Люди молчали, стараясь не смотреть друг на друга, и лишь один Алешка тихо, как тень передвигался от прибора к прибору, изучая мигающие индикаторы на панелях.
Динамики медавтомата негромко пискнули.
— Нате, получите, — сказал фельдшер, открывая замки опорных дуг. — Столько лекарств на вашего старика угробил, вы представить себе не можете. На одного — целых 2 баллона регенератора ушло.
— Добавить? — спросил Конечников.
— Нет, — ответил прапорщик. — И деньги, которые дал, тоже забери. Военнослужащим и членам их семей обслуживание бесплатно.
Медик сунул ему купюры обратно.
— Забрать, так забрать, — пожал плечами Конечников. — У нас там кое-чего из харча осталось. Возьми. Обратно вести примета плохая. Алешка, будь добр…
Он указал глазами племяннику в сторону двери. Мальчик с готовностью кинулся выполнять просьбу дяди.
— Спасибо, — поблагодарил Авдеев.
Медик помог донести носилки со стариком до телеги. Они с предосторожностями уложили спящего деда, накрыли дерюжкой.
— Он теперь пару дней проспит, — проинструктировал он. — Дырок на нем больше не будет, а вот вернется ли к нему рассудок — один Бог ведает. Будет буянить, колите успокаивающее. Не стесняйся, звони в любое время. Теперь давай ты.

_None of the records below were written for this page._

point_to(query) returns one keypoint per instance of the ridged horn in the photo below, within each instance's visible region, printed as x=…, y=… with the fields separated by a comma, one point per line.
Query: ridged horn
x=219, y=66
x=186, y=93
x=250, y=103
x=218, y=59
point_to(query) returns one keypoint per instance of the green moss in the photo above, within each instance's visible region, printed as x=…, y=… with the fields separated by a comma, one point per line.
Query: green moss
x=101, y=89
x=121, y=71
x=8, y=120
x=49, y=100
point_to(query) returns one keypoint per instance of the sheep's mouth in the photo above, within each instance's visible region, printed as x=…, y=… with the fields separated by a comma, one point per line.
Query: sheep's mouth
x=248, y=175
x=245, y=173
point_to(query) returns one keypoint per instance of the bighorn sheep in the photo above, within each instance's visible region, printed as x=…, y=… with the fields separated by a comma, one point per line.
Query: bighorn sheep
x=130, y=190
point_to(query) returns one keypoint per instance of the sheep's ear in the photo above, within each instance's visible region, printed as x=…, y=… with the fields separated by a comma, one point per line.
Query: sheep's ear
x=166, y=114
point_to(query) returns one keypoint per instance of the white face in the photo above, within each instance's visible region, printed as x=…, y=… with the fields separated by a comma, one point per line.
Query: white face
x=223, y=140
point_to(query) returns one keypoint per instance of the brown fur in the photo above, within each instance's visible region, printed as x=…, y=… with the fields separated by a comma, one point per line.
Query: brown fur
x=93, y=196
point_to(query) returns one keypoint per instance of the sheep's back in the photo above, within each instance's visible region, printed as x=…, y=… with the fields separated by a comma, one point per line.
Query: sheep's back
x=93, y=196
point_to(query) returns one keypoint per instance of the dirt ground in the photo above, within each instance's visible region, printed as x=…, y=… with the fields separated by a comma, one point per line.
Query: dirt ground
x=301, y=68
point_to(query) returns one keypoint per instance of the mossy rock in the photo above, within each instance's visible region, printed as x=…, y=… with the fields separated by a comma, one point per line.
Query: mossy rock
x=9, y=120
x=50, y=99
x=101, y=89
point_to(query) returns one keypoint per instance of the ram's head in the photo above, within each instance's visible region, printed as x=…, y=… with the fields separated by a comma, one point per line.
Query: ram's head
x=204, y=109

— Нет, не сегодня, — подумав, отказался Конечников. — За стариком присмотр нужен.
— Ну, как хочешь.
Медик положил в телегу пакет с ампулами и иньектор, написал код персонального вызова.
Конечников кивнул.
— Давайте прощаться, — предложил медик.
— Ну, бывай, Павел Петрович. Большое спасибо.
Федор пожал Авдееву руку.
Затем медик простился с Виктором и Алешкой. Телега захромала на своих кривых колесах по импровизированной мостовой.
Прапорщик медицинской службы Авдеев вернулся в свое душное царство, догоняться презентованной ему местной самогонкой.
Братья стояли на крыльце и курили глядя на закат.
Ярисс садился за деревьями. Наступали долгие, кристально прозрачные сумерки. Небо было чистым, только у горизонта задержались серо-золотистые облака.
Словно и не было хмурого, дождливого утра и дня, насквозь продутого налетающим сразу со всех сторон ветром. Погода налаживалась.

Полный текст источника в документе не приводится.